The role of the Marischal was to serve as custodian of the regalia of Scotland, and to protect the king's person when attending parliament. The former duty was fulfilled by the 7th Earl during the Wars of the Three Kingdoms, who hid them at Dunnottar Castle.

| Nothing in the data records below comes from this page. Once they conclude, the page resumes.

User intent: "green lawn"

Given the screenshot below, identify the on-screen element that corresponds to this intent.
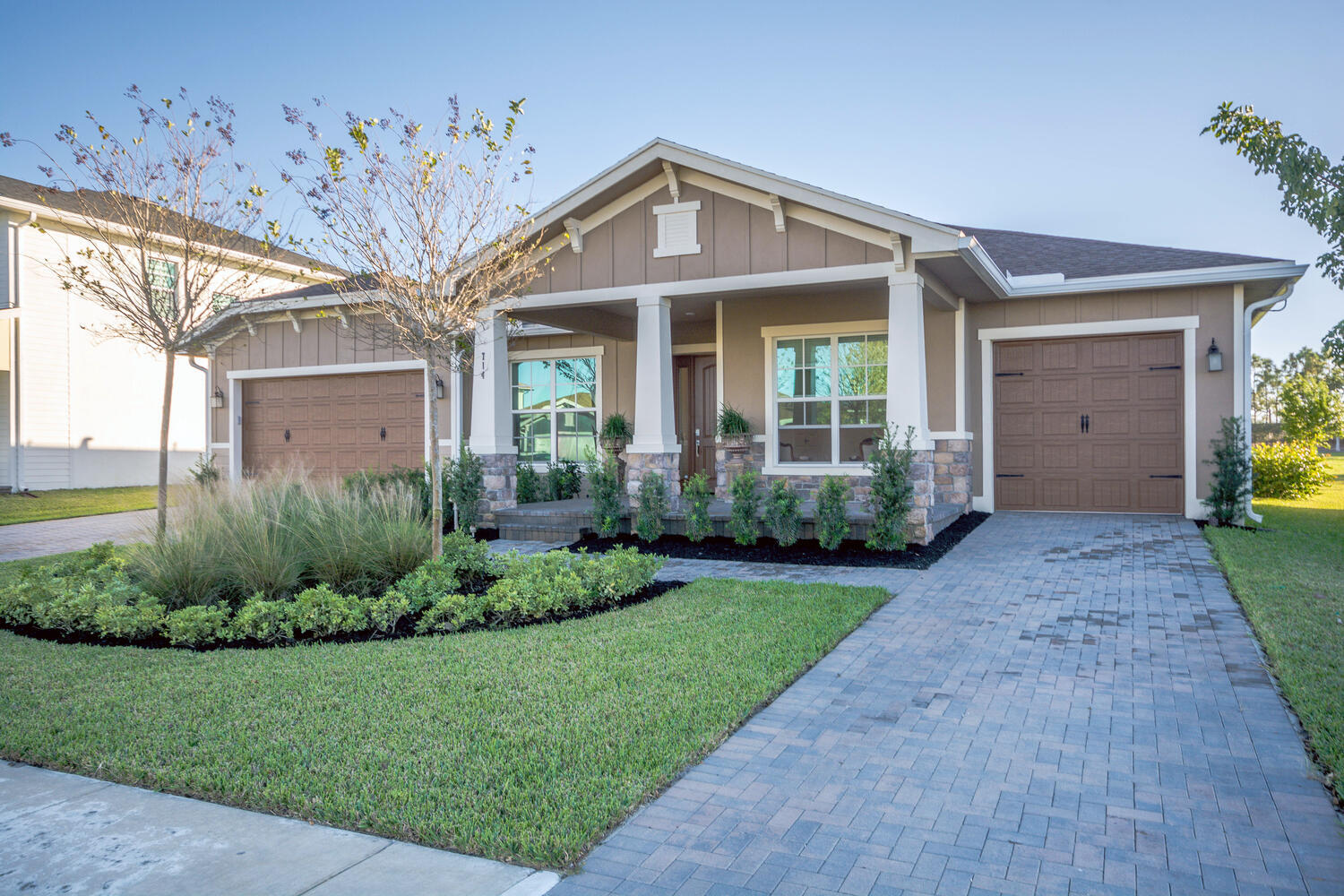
[1204,457,1344,798]
[0,570,889,866]
[0,485,161,525]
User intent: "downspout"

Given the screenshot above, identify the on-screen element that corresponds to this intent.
[1238,280,1297,522]
[5,211,38,492]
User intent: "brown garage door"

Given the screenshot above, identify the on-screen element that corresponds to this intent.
[994,333,1185,513]
[242,371,425,476]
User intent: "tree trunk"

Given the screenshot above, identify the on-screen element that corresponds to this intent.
[155,352,177,538]
[425,352,444,557]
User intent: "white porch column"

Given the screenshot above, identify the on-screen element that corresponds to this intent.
[626,296,682,454]
[470,314,516,455]
[887,270,933,450]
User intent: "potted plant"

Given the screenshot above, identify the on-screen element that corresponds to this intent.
[599,414,634,457]
[718,404,752,454]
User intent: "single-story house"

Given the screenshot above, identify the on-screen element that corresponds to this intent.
[0,176,330,492]
[178,140,1306,541]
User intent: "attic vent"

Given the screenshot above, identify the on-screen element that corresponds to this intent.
[653,200,701,258]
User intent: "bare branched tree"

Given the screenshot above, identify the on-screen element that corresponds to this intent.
[282,97,539,556]
[0,86,297,535]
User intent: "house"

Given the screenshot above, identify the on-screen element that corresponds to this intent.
[178,140,1305,541]
[0,176,331,490]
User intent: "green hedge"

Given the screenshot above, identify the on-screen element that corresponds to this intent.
[0,533,663,648]
[1252,442,1332,498]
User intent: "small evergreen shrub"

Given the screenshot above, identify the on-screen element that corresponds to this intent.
[444,444,486,532]
[728,470,761,547]
[518,461,545,504]
[1203,417,1252,525]
[634,473,668,541]
[865,425,916,551]
[589,457,625,538]
[1252,442,1331,500]
[682,473,714,543]
[546,461,583,501]
[814,476,849,551]
[765,479,803,548]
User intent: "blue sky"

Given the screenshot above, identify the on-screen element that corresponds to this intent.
[0,0,1344,358]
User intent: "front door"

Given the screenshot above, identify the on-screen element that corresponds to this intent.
[672,355,719,487]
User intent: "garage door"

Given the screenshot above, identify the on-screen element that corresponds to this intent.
[994,333,1185,513]
[242,371,425,476]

The role of regulation of heraldry carried out by the English earl marshal is carried out in Scotland by the Lord Lyon King of Arms.

The separate office of knight marischal was first created for the Scottish coronation of King Charles I in 1633. The office is not heritable, although it has been held by members of the Keith family.

The title was forfeited in 1715, due to the last earl's participation in the Jacobite Rising.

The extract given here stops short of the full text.